Join us in celebrating the recent release of We’ll Live Tomorrow, the debut novel from journalist and aid worker Will Everett.
“Everett’s novel … is about the goals, hopes, faults, and occasionally the success of what he calls Big Aid—in this instance, a postwar reconstruction project more costly than the Marshall Plan that rebuilt Europe after World War II and perhaps even more ambitious.” —Houston Chronicle
“An insightful, impressively broad glimpse of a formidable mission.” —Kirkus Reviews
We’ll Live Tomorrow follows Hunter Ames, an American aid worker grappling with a dark family history and a growing midlife malaise. In an aid compound in southern Afghanistan, under the watchful eyes of the Taliban, he meets the mysterious Karimullah, an exploited “dancing boy” hunted by his master. These two lost souls strike up an unusual friendship in war-torn Afghanistan—Karimullah looking for sanctuary after years of abuse at the hands of a violent master, and Hunter trying to come to terms with his own tragic past. But menacing forces surround them, imbuing their friendship with the promise of salvation and the prospect of tragedy.
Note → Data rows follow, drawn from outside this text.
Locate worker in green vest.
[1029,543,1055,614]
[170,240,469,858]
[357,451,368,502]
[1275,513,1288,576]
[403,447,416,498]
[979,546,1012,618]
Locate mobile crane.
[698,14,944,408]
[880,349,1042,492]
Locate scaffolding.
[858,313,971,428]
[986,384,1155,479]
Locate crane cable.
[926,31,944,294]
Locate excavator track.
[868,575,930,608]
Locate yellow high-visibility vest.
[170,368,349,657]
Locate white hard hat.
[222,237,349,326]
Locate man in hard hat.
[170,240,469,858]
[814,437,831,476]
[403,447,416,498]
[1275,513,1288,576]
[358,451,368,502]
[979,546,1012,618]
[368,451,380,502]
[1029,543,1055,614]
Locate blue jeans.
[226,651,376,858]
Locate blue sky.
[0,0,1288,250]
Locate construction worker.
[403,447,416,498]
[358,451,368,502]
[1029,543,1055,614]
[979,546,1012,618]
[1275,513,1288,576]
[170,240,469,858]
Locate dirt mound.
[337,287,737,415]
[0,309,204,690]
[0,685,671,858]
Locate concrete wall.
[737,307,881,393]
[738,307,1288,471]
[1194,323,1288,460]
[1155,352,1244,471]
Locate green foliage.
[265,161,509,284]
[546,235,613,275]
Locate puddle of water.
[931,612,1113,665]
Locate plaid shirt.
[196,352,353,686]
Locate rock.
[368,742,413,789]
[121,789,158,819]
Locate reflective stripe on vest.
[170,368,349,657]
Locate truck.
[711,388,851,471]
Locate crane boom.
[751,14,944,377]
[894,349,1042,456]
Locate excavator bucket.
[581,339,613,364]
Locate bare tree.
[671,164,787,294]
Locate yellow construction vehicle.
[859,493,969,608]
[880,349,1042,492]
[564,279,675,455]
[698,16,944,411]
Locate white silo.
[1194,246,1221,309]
While the novel explores a wide range of human-interest issues, such as the doldrums of middle age and the aftershocks of family tragedy, Everett says he had a larger purpose in writing this novel when he did. “Through the book and its layered characters, I hope to give readers an intimate look at a country the U.S. has spent so much time supporting, yet many know little about.”
A native of Texas, Will Everett has reported from the Middle East, South Asia and West Africa for National Public Radio, the BBC, Newsweek and other outlets. With Walter Cronkite he wrote and produced the 2006 documentary World War One Living History Project, honoring the last surviving veterans of World War I. His work has been recognized by the Society for Professional Journalists, the New York Festivals and the National Headliner Awards. He holds a master’s degree from the University of Southern California Annenberg School for Communication and Journalism. His choral collaboration with Joseph Martin, The Message, was published by Hal Leonard in 2015.